On LinkedIn, this supports more targeted and effective campaigns that reflect real audience behavior and intent. As digital interactions become increasingly fragmented and visual-first, analyzing both structured and unstructured data, including video, images, and platform-specific behavior, is essential for maintaining marketing relevance and performance.”
What’s a moment where you saw a client truly realise the strategic value of social data and what changed for them after that?
“Recently, one of our clients – a global pharmaceutical company – was relying on traditional social listening tools that focused primarily on mentions and sentiment, with limited visibility into audience insights or visual content. This restricted their ability to uncover deeper behavioral patterns. Their perspective shifted when we introduced our AI-powered social intelligence platform, delivering rich vision insights and audience-level intelligence, including demographic insights (location, age-groups, etc), engagement behaviors, and platform-specific trends. On LinkedIn, they discovered high-value audience segments based on profession and seniority. This unlocked more tailored, high-impact marketing campaigns, stronger audience engagement, and transformed their approach from surface-level monitoring to strategic, data-driven execution.”
What’s the most common blind spot in how organisations approach social data and what does it cost them?
“Over 70% of today’s social content is visual, including videos, images, and rich media, yet many organizations still rely on legacy text-based tools. This creates a critical blind spot, as these tools overlook visual signals, video engagement trends, and platform-specific audience behaviors. Visual content is no longer limited to platforms like YouTube or TikTok. LinkedIn now features a growing volume of video and image-led posts that drive meaningful engagement among professional audiences. One of our recent clients uncovered a surge in engagement from senior professionals on LinkedIn video posts. This insight led them to realign their messaging and focus targeting efforts on high-value decision-makers. Without vision insights or historical, context-rich data, brands are left making reactive and incomplete decisions. This blind spot ultimately weakens campaign performance, limits innovation, and leads to missed opportunities in competitive digital environments.”
What future capability in social listening do you think will feel obvious in 5 years but is misunderstood today?
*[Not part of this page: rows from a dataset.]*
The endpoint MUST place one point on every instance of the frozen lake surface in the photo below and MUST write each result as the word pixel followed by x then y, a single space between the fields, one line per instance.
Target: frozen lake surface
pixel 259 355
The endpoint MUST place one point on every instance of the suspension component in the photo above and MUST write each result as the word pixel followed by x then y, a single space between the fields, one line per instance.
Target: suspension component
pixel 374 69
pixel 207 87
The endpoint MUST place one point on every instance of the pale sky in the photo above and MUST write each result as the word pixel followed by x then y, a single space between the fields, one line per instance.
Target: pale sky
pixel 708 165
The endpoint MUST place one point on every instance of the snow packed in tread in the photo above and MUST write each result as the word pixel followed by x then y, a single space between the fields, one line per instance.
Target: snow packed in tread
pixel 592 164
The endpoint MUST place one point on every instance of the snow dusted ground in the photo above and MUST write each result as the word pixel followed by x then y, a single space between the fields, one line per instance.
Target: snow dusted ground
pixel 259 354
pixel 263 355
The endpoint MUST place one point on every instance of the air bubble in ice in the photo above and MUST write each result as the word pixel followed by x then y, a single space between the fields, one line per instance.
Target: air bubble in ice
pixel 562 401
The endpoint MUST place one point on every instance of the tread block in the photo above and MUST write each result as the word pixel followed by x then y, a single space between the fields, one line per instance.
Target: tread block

“In five years, intelligent, brand-aware AI agents (human-like assistants) will be essential to social listening, acting not as tools but as adaptive collaborators. Most current systems rely on generic GPT-like chat interfaces, which lack personalization, brand context, and privacy safeguards for sensitive data. What’s misunderstood is the shift toward agents that learn from internal signals, align with business goals, and autonomously surface insights across visual and text data. These agents will interpret audience behavior, anticipate shifts, and trigger responses in real time. A privacy-first architecture and brand-level customization will no longer be differentiators, they’ll be expected foundations for trusted social intelligence.”